43. The method of claim 28 wherein said nanoparticles are purposely manufactured with a particular specific size, shape, structure and adsorbed species on the surface as to resonate or entrain to a very specific frequency and then directing said specific frequency to the target area to accomplish the resonant vibration of the target particle structure.

44. The method of claim 28 wherein the resonant vibration of the target particle structure is controlled in order to be translated in controlled degrees of localized heat that are designed to speed up specific chemical and enzymatic reactions

45. The method of claim 28 wherein the resonant vibration of the target particle structure is controlled in order to be translated into controlled destructive localized heat that will microscopically or macroscopically destroy surrounding structures in a controlled or uncontrolled fashion.

46. The method of claim 28 wherein the resonant vibration of the target particle structure is translated in partially or completely releasing the monolayer to the target destination.

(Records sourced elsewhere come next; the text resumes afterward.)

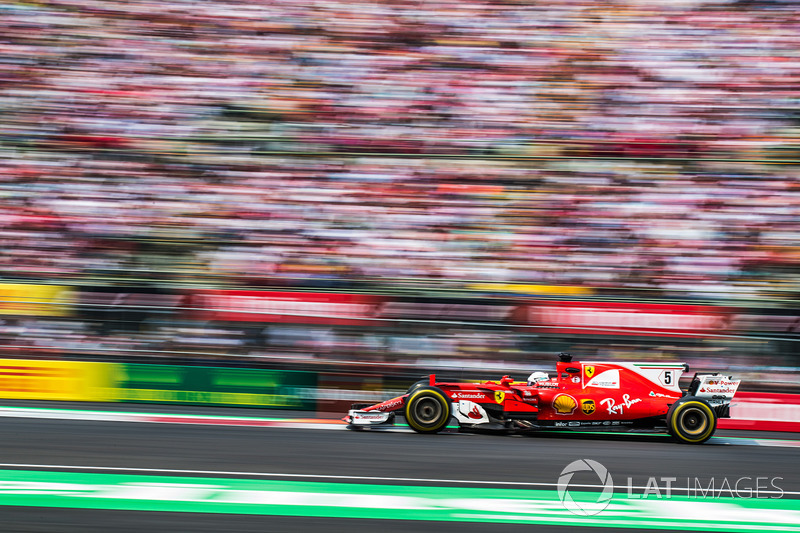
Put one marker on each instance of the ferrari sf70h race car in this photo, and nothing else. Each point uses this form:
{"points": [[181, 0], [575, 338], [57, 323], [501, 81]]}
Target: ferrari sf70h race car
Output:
{"points": [[582, 395]]}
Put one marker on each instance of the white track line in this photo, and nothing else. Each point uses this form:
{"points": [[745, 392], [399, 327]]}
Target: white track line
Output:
{"points": [[338, 477]]}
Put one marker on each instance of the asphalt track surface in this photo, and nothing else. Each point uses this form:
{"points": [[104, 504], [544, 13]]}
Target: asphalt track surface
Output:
{"points": [[347, 457]]}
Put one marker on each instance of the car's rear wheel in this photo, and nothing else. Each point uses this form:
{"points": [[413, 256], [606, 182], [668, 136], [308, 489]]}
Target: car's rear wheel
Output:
{"points": [[691, 420], [428, 410]]}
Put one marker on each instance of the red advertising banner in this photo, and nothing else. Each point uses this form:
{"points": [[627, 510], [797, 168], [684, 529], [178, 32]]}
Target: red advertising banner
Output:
{"points": [[762, 411], [284, 307], [613, 318]]}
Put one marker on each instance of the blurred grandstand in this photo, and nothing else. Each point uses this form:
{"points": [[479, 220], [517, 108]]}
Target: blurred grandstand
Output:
{"points": [[481, 169]]}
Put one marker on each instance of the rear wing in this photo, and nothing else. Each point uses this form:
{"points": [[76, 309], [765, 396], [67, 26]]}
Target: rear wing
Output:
{"points": [[717, 390]]}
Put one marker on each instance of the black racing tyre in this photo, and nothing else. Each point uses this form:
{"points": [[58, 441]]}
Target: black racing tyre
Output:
{"points": [[428, 410], [418, 384], [691, 420]]}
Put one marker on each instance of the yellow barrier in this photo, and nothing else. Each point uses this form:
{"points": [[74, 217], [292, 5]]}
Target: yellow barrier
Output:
{"points": [[35, 300], [79, 381]]}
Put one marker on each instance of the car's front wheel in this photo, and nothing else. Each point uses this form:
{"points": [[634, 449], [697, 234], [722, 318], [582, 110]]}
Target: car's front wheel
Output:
{"points": [[691, 420], [428, 410]]}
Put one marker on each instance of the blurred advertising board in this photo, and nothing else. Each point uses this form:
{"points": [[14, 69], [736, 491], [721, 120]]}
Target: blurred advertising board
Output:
{"points": [[249, 387], [622, 318], [336, 391], [35, 300], [287, 307], [76, 381]]}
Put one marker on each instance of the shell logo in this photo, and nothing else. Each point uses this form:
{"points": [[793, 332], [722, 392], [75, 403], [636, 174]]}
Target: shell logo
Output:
{"points": [[564, 404]]}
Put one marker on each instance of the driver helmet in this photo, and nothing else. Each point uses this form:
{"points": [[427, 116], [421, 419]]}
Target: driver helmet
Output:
{"points": [[537, 376]]}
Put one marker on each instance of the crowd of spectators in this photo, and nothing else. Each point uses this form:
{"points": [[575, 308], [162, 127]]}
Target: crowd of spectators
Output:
{"points": [[615, 146]]}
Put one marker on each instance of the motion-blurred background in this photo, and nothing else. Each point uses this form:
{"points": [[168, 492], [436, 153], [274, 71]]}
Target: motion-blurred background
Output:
{"points": [[369, 191]]}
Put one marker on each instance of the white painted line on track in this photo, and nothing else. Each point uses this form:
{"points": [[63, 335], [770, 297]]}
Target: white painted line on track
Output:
{"points": [[177, 471], [287, 423]]}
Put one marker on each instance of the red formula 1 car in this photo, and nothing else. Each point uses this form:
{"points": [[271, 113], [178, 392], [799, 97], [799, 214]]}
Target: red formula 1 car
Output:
{"points": [[582, 395]]}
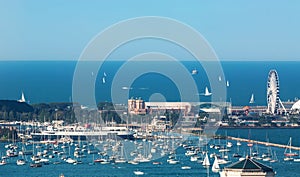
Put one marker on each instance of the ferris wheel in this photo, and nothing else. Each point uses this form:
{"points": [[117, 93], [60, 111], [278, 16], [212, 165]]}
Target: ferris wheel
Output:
{"points": [[273, 99]]}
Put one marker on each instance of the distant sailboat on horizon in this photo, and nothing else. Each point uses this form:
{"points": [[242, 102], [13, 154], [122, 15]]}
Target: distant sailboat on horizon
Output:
{"points": [[206, 93], [22, 100], [252, 99], [104, 78]]}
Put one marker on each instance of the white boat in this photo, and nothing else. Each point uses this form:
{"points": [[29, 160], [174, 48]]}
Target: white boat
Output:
{"points": [[194, 158], [296, 160], [194, 71], [206, 160], [2, 162], [71, 161], [186, 167], [22, 100], [288, 151], [227, 83], [78, 132], [206, 93], [252, 99], [138, 172], [21, 162], [215, 168]]}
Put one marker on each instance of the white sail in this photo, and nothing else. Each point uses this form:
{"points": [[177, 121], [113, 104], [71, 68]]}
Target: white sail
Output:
{"points": [[215, 168], [207, 93], [206, 160], [22, 100], [252, 99]]}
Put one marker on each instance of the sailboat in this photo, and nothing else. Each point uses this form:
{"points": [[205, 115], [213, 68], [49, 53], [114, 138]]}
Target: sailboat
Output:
{"points": [[215, 168], [207, 93], [194, 71], [206, 162], [288, 151], [252, 99], [22, 100]]}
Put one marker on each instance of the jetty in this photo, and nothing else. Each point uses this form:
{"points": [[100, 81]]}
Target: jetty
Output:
{"points": [[263, 143]]}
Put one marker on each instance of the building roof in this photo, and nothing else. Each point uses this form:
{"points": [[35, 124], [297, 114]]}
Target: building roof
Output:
{"points": [[249, 164], [296, 105]]}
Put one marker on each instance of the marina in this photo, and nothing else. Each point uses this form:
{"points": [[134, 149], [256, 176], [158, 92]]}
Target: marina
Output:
{"points": [[182, 156]]}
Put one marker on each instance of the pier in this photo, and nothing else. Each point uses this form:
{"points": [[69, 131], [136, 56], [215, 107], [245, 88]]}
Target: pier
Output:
{"points": [[263, 143]]}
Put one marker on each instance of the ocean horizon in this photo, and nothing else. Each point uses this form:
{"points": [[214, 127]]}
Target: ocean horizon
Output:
{"points": [[51, 81]]}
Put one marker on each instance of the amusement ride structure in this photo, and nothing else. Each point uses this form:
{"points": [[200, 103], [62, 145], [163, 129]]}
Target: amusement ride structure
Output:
{"points": [[273, 99]]}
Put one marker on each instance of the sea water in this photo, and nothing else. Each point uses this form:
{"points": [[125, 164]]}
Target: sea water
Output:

47. The method of claim 28 wherein the resonant vibration of the target particle structure is designed to accomplish a controlled gradual release of the monolayer.

48. The method of claim 28 wherein the resonant vibration of the target particle structure is designed to release antioxidants to the targeted tissue, living cells and/or intracellular structures.

49. The method of claim 28 wherein the resonant vibration of the target particle structure is designed to release antioxidants, prescription or nonprescription drugs to the mitochondria/cellular structure.

50. The method of claim 28 wherein the resonant vibration of the target particle structure is designed to release glutathione to the cellular structure/mitochondria.